Cependant, il a été difficile de déterminer cette dernière catégorie. En effet, nous voulions rester dans le ton de la conversation et adopter une pratique non intrusive sur le terrain. Or, les questions liées aux revenus et, plus globalement, à l’argent restent sensibles. Pour tenter de contourner cet obstacle, nous demandions aux répondants s’ils habitaient proche du lieu de l’entrevue et s’ils étaient locataires ou propriétaires de leur logement. Mais même cette dernière question a semblé problématique, puisque seule la moitié des répondants nous a fourni cette information (parmi ceux-ci, les trois quarts étaient des propriétaires). Il restait cependant difficile de poser des questions permettant d’identifier avec précision le statut socioéconomique des personnes si nous voulions conserver à l’entretien le ton de la conversation et les caractéristiques intrinsèques aux rencontres entre inconnus dans l’espace public de la ville. L’opérationnalisation de la catégorie de « classes moyennes » aura été au final relativement floue. En effet, les enquêtrices ont essayé d’estimer, grâce à une série d’indices (le niveau de langage, le style vestimentaire et les propos tenus), si la personne se situait à l’un des deux extrêmes de la hiérarchie sociale. En cas de réponse négative, elle était qualifiée de « couche moyenne ». Finalement, nous avons cherché à savoir depuis combien de temps les personnes interrogées résidaient dans le quartier, l’ancienneté étant un attribut individuel qui a des effets sur l’attachement au quartier et sur les attitudes face au changement. Sept répondants sur dix nous ont fourni une information précise et, parmi ceux-ci, les deux tiers résidaient dans leur quartier respectif depuis plus de dix ans.

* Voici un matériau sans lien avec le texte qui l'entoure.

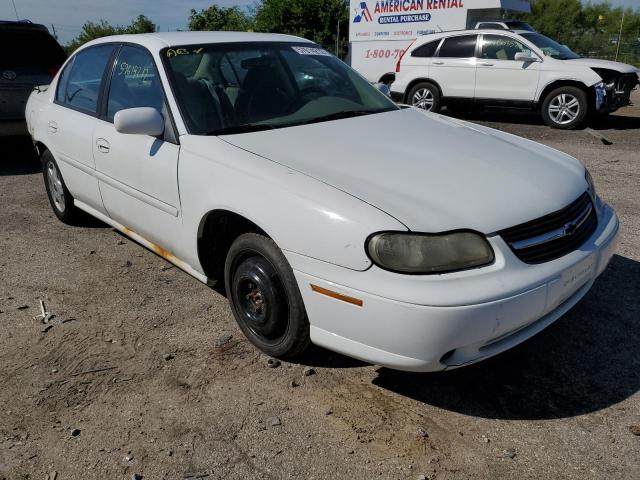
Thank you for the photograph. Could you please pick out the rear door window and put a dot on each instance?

Dans la suite de cet article, nous nous intéresserons en particulier aux propos recueillis au cours des entretiens que nous avons eus avec les répondants rencontrés lors des observations dans les espaces publics. Après la tourmente suscitée par le débat sur les accommodements raisonnables, il est intéressant de s’arrêter à la manière dont les personnes rencontrées parlent de leur quartier et évoquent ou non la diversité ethnoculturelle. Notre analyse cible d’abord et avant tout des discours produits en situation et ne vise pas à comparer les quartiers, même si nous évoquons parfois certaines différences entre eux[10].

Parler de son quartier

Interrogées sur les changements les plus notables survenus dans leur quartier, les personnes rencontrées éprouvent d’abord de la difficulté à identifier ces changements en l’absence de grands projets spectaculaires, à l’exception des répondants de Loyola, où ces grands projets ont été fréquents ces dernières années. Après quelques instants de réflexion, nos répondants finissent toutefois par évoquer, assez volontiers, l’augmentation des taxes municipales, la détérioration des services municipaux et l’augmentation des prix du logement. Ces transformations identifiées spontanément sont ainsi toutes perçues de manière négative. Plusieurs personnes ajoutent ainsi qu’elles ne pourraient plus se payer aujourd’hui la maison ou le logement qu’elles occupent. Le quartier est donc peu vu et vécu comme un espace en transformation, à l’exception du positionnement relatif des individus et des évolutions observées à l’échelle du marché du logement. On a en effet assisté à une forte augmentation des prix des propriétés, et ce, à l’échelle de la région métropolitaine, mouvement à peine ralenti par la crise financière de 2007-2008. Les répondants évoquent ainsi les « BMW qui ont fait leur entrée dans le quartier », le fait que plus de « professionnels » y résident et que le quartier est devenu « un quartier pour les riches ». Si cet embourgeoisement est parfois perçu de façon positive et considéré comme une amélioration pour le quartier, il semble toutefois laisser un goût amer à la plupart des répondants.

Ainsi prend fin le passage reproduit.